Tout cela implique que les investisseurs jouent un rôle actif. Ils ne peuvent pas se contenter d’allouer passivement des financements en fonction des pondérations indicielles ou de simplement réagir aux décisions des responsables politiques. Les investisseurs les plus performants aideront à orienter les gouvernements vers les solutions qui augmentent leurs notations de crédit, leur offrent l’accès le plus large au marché et améliorent le sort des citoyens et leur permettent de réaliser leur potentiel.

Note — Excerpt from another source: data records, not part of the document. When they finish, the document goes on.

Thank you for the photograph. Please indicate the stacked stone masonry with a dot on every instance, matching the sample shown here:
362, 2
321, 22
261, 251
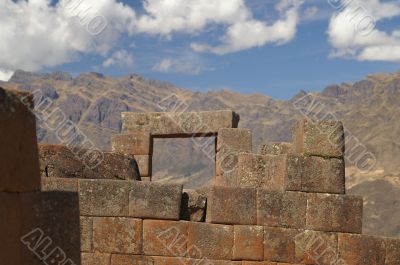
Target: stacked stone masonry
35, 227
286, 205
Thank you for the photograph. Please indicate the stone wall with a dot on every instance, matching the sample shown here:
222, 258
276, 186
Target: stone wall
284, 205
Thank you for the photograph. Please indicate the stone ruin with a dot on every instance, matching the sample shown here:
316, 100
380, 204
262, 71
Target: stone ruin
284, 205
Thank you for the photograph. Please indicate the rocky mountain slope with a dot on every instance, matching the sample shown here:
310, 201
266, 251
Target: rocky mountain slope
369, 109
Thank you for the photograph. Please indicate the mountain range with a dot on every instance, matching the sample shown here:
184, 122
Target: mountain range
369, 109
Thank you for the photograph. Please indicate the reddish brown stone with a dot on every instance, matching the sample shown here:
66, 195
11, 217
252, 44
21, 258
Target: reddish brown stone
275, 149
19, 164
279, 244
316, 248
96, 259
135, 143
41, 223
315, 174
281, 209
145, 164
319, 138
164, 238
193, 206
230, 143
86, 234
361, 250
57, 161
392, 251
211, 241
117, 259
104, 197
59, 184
334, 213
155, 200
117, 235
248, 242
258, 171
229, 205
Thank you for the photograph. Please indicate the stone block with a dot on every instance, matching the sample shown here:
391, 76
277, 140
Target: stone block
118, 259
230, 205
179, 123
211, 241
59, 184
334, 213
144, 163
104, 197
316, 248
19, 164
193, 206
361, 250
319, 138
315, 174
37, 227
86, 234
117, 235
281, 209
392, 251
248, 242
258, 171
279, 244
164, 238
230, 143
96, 259
57, 161
134, 143
155, 200
275, 148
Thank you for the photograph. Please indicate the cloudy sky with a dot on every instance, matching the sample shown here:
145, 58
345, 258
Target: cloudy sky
251, 46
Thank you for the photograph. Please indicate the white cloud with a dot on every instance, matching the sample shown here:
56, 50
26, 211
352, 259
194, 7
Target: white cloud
188, 63
121, 58
35, 34
353, 32
248, 32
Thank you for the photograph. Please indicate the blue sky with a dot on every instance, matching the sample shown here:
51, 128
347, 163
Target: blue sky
297, 56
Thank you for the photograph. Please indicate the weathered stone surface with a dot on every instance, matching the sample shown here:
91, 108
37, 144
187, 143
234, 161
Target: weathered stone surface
19, 163
59, 184
134, 143
392, 251
281, 209
230, 205
361, 250
193, 206
248, 242
334, 213
210, 241
319, 138
57, 161
164, 238
104, 197
275, 148
230, 143
117, 235
279, 244
96, 259
117, 259
258, 171
145, 165
315, 174
179, 123
316, 248
86, 234
41, 223
155, 200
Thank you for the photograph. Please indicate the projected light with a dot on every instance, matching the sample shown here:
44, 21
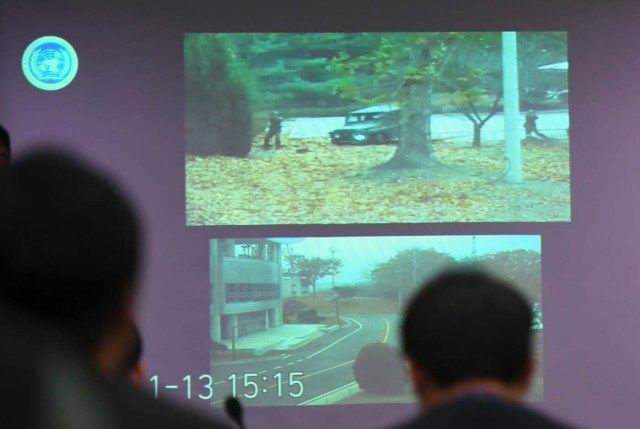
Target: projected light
50, 63
297, 321
369, 129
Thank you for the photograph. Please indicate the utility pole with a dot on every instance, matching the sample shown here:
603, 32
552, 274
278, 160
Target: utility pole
512, 148
333, 267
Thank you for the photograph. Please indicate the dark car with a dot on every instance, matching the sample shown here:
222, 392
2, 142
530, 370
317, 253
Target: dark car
371, 125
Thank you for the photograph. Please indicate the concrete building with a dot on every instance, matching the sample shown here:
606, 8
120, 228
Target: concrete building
245, 277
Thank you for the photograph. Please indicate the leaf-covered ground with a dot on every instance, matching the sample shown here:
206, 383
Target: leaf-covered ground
311, 181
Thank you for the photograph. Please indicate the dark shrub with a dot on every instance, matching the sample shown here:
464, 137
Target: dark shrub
379, 369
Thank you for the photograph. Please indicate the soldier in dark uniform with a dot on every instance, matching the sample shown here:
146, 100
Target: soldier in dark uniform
530, 126
273, 130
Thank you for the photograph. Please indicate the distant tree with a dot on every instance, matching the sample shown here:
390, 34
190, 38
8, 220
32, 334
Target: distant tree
537, 49
309, 271
380, 370
401, 274
520, 267
473, 73
218, 98
345, 291
290, 69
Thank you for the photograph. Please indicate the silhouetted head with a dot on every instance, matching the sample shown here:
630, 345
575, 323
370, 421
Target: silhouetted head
465, 325
69, 246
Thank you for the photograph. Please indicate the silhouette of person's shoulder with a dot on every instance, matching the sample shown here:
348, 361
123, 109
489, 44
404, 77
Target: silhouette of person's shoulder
134, 408
482, 412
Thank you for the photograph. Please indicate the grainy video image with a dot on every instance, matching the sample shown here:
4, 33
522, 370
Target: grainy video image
349, 128
315, 321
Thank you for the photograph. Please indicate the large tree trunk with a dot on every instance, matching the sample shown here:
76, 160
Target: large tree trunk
477, 129
415, 149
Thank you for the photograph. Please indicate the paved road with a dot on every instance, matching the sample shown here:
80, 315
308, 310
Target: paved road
300, 376
452, 125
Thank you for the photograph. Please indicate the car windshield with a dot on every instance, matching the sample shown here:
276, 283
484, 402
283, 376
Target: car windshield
363, 117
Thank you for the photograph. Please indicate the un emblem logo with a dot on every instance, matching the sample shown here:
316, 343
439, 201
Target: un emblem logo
50, 63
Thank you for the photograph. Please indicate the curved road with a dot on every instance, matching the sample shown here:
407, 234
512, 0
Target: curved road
300, 376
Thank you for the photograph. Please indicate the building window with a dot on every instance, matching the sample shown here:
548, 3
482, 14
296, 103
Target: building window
251, 292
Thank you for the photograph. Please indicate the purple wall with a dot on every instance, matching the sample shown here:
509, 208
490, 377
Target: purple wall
125, 112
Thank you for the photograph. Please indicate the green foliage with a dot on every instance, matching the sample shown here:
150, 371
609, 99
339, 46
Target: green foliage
407, 270
380, 370
218, 98
520, 267
292, 70
345, 291
309, 315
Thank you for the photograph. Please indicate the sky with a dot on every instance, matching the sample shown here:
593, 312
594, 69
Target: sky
360, 255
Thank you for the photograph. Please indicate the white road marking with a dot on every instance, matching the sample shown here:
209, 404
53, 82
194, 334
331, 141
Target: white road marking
338, 341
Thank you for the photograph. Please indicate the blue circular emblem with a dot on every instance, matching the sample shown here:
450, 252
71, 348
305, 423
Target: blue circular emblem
50, 63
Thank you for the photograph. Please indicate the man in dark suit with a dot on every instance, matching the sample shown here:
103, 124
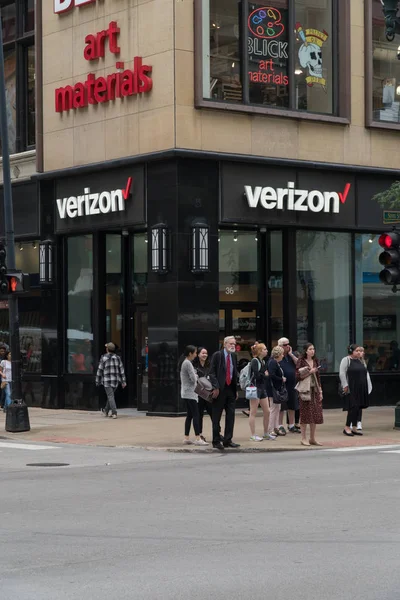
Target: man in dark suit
223, 376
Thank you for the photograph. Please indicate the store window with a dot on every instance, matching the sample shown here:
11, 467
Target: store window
80, 304
324, 262
283, 55
29, 304
238, 266
114, 290
275, 285
19, 64
385, 70
140, 269
377, 309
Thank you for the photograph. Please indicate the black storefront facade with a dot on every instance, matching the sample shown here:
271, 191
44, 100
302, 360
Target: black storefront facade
285, 249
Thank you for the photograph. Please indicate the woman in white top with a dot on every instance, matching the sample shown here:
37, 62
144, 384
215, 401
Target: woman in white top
356, 385
6, 377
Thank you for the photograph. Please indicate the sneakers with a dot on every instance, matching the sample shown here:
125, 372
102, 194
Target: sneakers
200, 442
293, 429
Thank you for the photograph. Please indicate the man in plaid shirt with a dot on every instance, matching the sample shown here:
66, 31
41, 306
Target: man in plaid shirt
110, 373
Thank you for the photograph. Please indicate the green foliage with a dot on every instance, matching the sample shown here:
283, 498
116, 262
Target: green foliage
389, 199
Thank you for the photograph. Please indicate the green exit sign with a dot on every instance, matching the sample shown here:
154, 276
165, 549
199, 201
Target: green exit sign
391, 217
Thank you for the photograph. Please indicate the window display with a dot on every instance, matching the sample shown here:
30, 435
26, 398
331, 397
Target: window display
279, 55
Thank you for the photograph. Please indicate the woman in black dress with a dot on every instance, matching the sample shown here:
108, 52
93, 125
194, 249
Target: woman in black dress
202, 367
356, 385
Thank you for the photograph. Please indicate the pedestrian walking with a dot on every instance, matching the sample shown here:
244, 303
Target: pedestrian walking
260, 379
288, 366
359, 418
310, 394
6, 379
356, 386
279, 394
223, 376
189, 378
110, 373
202, 367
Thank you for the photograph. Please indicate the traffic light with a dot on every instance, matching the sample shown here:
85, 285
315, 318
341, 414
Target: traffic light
390, 258
17, 282
3, 269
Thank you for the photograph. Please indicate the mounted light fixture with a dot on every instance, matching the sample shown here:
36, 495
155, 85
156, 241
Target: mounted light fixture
46, 261
199, 248
160, 249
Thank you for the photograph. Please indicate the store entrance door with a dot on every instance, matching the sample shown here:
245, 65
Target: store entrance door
243, 322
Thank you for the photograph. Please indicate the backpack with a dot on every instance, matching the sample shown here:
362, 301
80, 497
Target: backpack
245, 376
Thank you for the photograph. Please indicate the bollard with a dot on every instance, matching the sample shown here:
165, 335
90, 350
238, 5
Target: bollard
17, 417
397, 416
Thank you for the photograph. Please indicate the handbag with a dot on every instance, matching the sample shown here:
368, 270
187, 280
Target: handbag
280, 396
204, 389
251, 393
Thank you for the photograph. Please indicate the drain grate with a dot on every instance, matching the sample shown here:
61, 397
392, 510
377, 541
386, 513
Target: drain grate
47, 465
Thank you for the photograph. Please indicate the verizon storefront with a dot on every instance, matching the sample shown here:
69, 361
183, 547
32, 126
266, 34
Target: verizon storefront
284, 250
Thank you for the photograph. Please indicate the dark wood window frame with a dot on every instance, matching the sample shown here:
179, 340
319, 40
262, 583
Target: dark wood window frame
342, 76
23, 40
369, 120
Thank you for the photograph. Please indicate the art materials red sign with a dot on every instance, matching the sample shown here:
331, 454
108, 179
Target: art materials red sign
124, 82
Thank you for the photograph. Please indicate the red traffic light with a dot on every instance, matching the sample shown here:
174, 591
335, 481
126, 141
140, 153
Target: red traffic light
389, 240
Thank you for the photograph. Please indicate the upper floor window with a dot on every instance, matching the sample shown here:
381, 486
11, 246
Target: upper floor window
385, 70
284, 55
19, 64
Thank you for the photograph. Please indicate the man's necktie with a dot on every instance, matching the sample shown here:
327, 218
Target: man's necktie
228, 378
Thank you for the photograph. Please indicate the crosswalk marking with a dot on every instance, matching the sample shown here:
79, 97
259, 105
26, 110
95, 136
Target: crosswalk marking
26, 446
361, 448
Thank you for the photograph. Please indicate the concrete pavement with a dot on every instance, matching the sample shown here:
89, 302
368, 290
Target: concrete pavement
133, 429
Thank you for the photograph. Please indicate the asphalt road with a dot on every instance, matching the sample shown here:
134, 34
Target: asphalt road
122, 524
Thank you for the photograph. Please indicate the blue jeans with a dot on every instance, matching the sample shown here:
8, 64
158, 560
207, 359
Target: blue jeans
7, 395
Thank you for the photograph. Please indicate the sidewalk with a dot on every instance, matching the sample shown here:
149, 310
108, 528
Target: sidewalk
133, 429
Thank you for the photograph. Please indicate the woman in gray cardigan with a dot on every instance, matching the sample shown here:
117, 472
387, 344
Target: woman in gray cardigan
188, 394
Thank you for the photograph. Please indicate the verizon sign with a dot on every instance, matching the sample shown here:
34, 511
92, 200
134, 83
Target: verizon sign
290, 198
61, 6
93, 204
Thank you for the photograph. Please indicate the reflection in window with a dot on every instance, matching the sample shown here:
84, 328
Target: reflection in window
222, 69
30, 99
377, 309
11, 98
261, 75
314, 56
140, 247
29, 303
386, 71
238, 280
324, 294
114, 290
80, 300
268, 54
275, 286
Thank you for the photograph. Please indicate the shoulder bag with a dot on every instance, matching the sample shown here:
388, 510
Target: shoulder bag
204, 389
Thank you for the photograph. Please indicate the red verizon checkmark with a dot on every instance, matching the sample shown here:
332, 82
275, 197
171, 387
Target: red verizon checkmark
127, 190
343, 196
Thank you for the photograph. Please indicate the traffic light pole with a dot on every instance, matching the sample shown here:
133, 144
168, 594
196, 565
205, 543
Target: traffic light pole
9, 230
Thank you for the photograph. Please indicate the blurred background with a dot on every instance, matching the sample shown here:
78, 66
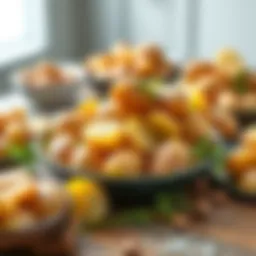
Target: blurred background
71, 29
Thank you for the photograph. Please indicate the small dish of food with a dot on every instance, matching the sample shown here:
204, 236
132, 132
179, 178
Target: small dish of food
139, 62
15, 138
135, 138
241, 164
226, 83
50, 85
234, 166
32, 213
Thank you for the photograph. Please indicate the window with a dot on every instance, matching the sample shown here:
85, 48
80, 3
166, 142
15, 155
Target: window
22, 29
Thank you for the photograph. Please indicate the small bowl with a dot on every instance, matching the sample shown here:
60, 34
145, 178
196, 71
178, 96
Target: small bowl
54, 96
40, 235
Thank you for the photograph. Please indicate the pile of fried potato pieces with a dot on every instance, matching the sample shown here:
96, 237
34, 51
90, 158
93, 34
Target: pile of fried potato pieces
15, 131
241, 161
226, 83
123, 60
140, 129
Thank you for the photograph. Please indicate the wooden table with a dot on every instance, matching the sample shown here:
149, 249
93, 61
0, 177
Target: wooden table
230, 230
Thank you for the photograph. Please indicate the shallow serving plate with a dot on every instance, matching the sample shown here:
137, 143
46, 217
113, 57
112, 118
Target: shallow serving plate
142, 186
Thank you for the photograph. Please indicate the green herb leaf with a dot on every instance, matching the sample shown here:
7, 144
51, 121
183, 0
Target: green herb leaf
240, 82
204, 148
150, 87
22, 154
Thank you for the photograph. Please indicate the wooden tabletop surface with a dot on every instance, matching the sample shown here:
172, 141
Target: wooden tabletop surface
230, 230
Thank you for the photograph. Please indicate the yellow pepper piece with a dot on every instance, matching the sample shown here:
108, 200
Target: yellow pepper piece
89, 107
90, 202
104, 134
229, 60
163, 124
198, 101
137, 135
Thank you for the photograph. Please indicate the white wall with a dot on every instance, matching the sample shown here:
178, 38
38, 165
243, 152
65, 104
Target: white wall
164, 22
227, 23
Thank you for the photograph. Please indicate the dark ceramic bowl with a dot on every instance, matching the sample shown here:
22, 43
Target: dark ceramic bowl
144, 186
246, 118
222, 179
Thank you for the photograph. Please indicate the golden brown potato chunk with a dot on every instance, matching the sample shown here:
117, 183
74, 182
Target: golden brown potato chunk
125, 163
240, 160
197, 70
247, 181
170, 157
60, 148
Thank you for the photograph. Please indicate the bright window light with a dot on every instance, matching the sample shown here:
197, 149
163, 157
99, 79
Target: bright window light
22, 29
12, 13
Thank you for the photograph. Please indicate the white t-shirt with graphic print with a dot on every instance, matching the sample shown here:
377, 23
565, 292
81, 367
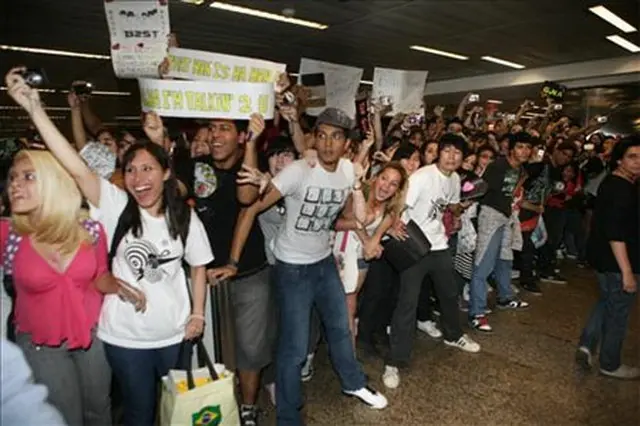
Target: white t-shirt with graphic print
313, 198
152, 263
429, 193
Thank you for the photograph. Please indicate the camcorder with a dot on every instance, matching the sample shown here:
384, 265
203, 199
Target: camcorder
35, 77
82, 88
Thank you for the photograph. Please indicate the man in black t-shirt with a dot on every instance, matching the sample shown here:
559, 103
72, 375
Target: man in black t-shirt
554, 214
614, 252
495, 230
219, 201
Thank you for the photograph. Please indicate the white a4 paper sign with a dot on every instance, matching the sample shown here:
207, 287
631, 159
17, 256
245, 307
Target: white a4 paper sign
341, 84
405, 88
138, 31
207, 99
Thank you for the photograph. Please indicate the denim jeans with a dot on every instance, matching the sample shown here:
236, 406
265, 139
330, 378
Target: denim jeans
438, 265
482, 269
607, 323
138, 373
298, 289
555, 220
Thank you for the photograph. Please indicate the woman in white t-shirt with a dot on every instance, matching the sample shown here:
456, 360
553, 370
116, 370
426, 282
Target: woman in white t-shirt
157, 230
358, 242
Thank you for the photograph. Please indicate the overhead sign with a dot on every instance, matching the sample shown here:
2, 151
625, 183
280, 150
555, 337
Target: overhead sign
139, 33
191, 64
206, 99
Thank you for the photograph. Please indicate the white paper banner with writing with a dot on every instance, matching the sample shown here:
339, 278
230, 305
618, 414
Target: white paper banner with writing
191, 64
206, 99
341, 81
405, 88
138, 31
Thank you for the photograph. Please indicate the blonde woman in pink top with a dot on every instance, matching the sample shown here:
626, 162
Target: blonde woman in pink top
58, 259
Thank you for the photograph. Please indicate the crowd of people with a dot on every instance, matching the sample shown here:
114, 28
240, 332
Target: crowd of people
321, 227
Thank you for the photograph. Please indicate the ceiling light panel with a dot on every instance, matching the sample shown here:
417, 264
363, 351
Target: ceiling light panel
607, 15
502, 62
624, 43
52, 52
267, 15
439, 52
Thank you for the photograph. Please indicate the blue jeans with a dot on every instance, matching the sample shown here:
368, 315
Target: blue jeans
482, 269
138, 373
607, 323
298, 289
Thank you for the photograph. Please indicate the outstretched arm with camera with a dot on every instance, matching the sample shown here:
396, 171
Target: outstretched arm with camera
28, 98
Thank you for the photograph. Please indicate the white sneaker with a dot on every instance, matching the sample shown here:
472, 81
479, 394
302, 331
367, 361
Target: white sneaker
391, 377
431, 328
464, 343
306, 373
370, 397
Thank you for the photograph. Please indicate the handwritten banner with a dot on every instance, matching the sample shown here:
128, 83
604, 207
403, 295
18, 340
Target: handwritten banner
191, 64
207, 99
341, 84
405, 88
138, 31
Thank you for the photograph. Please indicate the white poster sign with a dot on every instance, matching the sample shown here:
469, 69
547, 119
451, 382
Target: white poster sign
99, 158
191, 64
405, 88
341, 83
138, 31
207, 99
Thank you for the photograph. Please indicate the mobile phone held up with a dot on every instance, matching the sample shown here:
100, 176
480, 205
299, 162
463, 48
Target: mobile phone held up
35, 77
82, 88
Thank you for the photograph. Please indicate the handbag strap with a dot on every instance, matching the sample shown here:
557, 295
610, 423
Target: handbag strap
204, 360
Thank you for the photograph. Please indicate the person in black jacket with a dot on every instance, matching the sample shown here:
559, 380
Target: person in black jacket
614, 252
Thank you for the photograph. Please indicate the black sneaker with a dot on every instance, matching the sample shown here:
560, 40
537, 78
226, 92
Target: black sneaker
514, 304
583, 358
553, 278
248, 415
532, 287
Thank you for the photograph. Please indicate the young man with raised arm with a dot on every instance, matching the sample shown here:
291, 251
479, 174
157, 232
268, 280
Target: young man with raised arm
306, 274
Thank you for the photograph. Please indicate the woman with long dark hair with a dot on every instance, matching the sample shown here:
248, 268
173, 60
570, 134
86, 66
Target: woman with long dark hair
151, 231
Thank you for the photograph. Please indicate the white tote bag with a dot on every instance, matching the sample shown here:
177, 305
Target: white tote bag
209, 404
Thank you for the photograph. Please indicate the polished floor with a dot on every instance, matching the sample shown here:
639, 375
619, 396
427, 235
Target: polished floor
524, 375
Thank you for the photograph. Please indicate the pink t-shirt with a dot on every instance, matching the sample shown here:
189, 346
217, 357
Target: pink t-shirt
56, 307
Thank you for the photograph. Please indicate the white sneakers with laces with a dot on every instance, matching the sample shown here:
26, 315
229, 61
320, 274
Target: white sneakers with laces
431, 328
464, 343
391, 377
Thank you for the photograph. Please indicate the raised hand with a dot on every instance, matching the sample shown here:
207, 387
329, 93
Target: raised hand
250, 176
153, 127
256, 127
24, 95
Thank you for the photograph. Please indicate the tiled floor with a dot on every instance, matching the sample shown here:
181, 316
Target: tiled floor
524, 375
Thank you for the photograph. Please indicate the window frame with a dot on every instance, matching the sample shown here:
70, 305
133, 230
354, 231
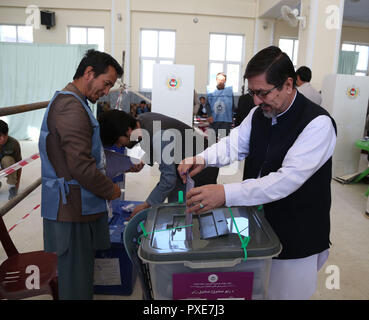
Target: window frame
225, 62
157, 59
293, 48
86, 28
355, 44
16, 31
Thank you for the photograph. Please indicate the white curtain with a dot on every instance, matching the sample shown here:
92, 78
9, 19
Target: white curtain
347, 62
32, 73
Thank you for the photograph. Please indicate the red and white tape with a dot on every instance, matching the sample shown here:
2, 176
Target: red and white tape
14, 167
24, 218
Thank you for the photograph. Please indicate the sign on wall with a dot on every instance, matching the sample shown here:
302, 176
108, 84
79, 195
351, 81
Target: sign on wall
173, 90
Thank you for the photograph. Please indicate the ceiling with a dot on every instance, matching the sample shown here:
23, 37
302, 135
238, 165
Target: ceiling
356, 12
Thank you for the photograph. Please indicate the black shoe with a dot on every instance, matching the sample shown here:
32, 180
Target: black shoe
12, 193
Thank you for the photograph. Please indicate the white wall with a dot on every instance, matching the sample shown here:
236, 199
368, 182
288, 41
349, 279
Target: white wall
192, 40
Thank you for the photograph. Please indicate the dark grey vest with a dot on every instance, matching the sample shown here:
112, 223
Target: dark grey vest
300, 220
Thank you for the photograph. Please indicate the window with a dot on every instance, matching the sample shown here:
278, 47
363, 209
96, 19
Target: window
362, 64
226, 55
291, 47
84, 35
16, 33
157, 46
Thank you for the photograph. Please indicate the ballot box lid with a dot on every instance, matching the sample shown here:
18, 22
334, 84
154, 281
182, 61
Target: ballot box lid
166, 241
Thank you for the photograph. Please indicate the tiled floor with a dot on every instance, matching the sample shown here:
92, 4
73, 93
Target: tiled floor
349, 253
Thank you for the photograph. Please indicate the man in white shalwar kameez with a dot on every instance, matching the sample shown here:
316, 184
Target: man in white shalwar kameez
288, 142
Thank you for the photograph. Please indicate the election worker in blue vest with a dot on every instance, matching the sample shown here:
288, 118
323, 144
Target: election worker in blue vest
74, 185
288, 142
220, 100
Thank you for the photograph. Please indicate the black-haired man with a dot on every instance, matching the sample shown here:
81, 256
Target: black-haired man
165, 141
288, 142
10, 153
74, 186
303, 85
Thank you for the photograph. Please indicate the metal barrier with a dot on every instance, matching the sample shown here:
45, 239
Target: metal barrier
26, 108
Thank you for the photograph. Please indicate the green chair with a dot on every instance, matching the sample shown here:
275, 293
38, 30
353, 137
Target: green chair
363, 145
131, 234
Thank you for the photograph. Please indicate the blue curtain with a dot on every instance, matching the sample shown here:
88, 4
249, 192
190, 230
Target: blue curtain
347, 62
32, 73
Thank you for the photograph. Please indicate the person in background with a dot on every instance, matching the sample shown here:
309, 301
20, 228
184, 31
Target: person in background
121, 129
10, 153
203, 109
288, 141
142, 108
304, 86
74, 185
245, 105
222, 105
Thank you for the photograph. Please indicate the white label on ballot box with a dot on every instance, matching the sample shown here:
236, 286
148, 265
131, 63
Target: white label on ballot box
107, 272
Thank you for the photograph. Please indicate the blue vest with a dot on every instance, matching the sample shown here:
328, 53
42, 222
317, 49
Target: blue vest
53, 186
221, 103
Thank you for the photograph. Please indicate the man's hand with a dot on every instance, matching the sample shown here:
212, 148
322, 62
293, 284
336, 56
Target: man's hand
205, 198
139, 208
136, 167
196, 163
116, 192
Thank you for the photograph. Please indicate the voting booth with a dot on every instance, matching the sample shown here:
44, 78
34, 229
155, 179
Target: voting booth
345, 97
173, 91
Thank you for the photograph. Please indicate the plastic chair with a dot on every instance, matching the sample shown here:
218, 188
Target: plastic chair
130, 238
13, 275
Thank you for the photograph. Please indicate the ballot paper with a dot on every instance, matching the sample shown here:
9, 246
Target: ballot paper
189, 185
117, 163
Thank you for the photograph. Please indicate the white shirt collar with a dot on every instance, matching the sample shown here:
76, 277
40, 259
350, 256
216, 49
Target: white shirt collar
274, 119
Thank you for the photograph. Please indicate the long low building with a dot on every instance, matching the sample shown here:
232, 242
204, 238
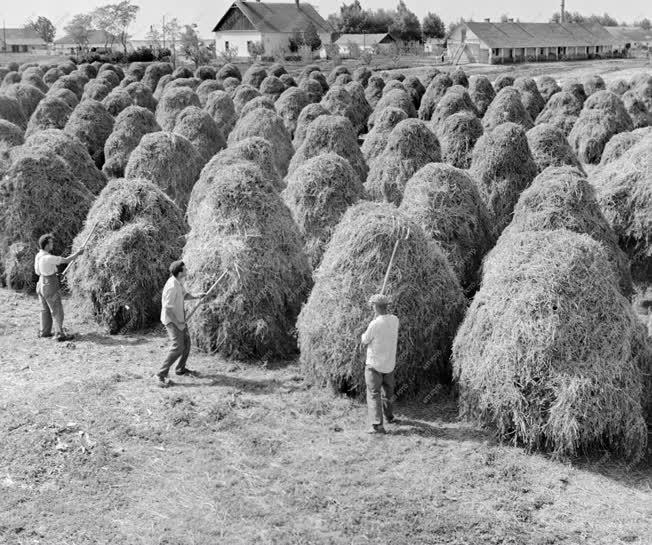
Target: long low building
496, 43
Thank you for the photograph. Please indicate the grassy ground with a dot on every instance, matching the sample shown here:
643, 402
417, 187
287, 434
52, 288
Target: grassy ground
92, 452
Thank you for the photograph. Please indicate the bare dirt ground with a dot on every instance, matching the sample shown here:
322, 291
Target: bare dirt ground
92, 452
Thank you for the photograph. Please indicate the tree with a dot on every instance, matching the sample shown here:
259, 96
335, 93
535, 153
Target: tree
433, 26
43, 27
79, 28
406, 25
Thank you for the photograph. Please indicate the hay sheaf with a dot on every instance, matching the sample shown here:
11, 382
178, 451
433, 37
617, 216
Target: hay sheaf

Ils peuvent, par exemple, expliquer comment lorsqu’elle est financée par des obligations vertes, l’électricité produite par l’éolien ou le solaire peut s’avérer plus rentable à long terme que le charbon nettement moins cher extrait d’une mine payée avec une dette conventionnelle à plus haut rendement. Ou comment les investissements dans les énergies fossiles pourraient devenir de grands éléphants blancs, car ces types d’actifs polluants seront abandonnés en raison des changements vers une production d’énergie plus propre. Ou que le fait de ne pas investir suffisamment dans l’éducation est une fausse économie qui, à long terme, empêchera de tirer le meilleur parti du capital humain et réduira ainsi la production nationale, ce que nous avons soulevé avec le gouvernement sud-africain après nos réunions avec nos partenaires caritatifs sur le terrain dans le pays.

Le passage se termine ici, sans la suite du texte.